Natural language processing with Artificial Intelligence, what you probably meant

In his extraordinary book on the history of humanity, Israeli professor Yuval Noah Harari tells us that humans are not the only species that communicates with a language, other animals do. The difference is in the flexibility of our language, which allows us to transmit a lot of information about the environment, about other people and, what really makes us unique, about intangible or fictional concepts.

We do most of our activities using oral and written language, from close communication with our family and friends, through work and school, to communication between companies and nations. Language has enabled the expression, recording and dissemination of knowledge and ideas, first with written language and then, thanks to technology, also with oral language, which explains that almost all the information available today in the world is expressed in natural language.

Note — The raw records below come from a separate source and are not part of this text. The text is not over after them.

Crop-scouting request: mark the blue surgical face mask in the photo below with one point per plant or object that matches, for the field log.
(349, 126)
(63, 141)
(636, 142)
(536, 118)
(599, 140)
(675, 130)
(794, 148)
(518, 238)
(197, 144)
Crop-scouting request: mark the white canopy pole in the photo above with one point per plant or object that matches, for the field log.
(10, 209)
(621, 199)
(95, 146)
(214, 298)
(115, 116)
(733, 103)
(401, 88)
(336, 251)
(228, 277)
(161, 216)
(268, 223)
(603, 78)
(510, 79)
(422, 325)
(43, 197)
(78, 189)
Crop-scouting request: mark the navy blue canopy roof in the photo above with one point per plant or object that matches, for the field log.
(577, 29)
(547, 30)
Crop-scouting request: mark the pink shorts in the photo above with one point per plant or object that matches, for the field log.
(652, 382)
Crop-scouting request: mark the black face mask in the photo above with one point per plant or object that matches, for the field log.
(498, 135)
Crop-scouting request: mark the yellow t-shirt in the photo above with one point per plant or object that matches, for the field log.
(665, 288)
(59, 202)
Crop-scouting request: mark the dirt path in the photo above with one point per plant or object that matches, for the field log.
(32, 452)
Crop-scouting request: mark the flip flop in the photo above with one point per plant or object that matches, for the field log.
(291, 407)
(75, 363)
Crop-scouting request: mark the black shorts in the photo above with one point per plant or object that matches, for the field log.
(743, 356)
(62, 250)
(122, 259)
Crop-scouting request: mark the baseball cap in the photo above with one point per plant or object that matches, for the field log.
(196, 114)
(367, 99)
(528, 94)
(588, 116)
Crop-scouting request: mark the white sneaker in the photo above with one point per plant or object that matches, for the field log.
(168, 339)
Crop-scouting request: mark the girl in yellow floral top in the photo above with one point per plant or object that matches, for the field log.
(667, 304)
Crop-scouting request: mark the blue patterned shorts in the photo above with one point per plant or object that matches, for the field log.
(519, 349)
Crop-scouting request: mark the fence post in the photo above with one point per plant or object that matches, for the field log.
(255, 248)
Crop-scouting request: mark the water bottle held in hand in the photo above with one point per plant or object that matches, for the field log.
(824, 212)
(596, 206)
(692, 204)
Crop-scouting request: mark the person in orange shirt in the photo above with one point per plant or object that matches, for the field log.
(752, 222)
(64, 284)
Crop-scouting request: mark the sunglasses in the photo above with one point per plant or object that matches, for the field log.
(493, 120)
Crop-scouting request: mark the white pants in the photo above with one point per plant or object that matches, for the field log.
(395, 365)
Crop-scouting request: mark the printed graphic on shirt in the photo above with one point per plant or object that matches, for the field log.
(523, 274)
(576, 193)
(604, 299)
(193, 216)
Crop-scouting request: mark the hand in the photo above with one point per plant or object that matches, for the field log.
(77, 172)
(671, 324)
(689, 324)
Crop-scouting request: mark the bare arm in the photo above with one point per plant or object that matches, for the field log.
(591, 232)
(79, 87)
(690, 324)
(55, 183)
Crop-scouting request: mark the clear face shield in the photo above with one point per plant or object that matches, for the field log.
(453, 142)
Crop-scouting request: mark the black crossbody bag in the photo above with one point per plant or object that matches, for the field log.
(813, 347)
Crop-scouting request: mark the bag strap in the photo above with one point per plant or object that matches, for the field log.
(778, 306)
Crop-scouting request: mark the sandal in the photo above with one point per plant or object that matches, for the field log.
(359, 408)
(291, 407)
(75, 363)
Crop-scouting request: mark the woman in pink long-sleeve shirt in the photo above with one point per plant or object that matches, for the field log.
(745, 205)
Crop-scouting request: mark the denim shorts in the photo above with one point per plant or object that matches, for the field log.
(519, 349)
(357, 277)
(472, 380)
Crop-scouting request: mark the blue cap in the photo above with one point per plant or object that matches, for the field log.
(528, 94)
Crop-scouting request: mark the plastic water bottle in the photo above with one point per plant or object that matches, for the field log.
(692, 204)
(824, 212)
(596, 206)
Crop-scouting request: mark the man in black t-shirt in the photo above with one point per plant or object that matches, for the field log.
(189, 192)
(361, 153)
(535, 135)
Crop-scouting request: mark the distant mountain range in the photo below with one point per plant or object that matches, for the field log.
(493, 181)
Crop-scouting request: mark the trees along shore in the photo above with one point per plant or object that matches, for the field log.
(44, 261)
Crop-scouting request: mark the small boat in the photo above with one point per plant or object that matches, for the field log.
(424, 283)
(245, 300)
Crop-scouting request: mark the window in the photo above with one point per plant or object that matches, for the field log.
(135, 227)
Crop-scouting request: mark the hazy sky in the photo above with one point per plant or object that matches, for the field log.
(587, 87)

Given the fundamental role of language for our interaction with others, the ability to successfully communicate with computers using natural language has always been an aspiration of scientists. This capability would make them more useful and help increase the confidence with which we use them. However, the subtleties and ambiguities associated with language make this one of the most complex but interesting areas of research of Artificial Intelligence (AI), called natural language processing (NLP).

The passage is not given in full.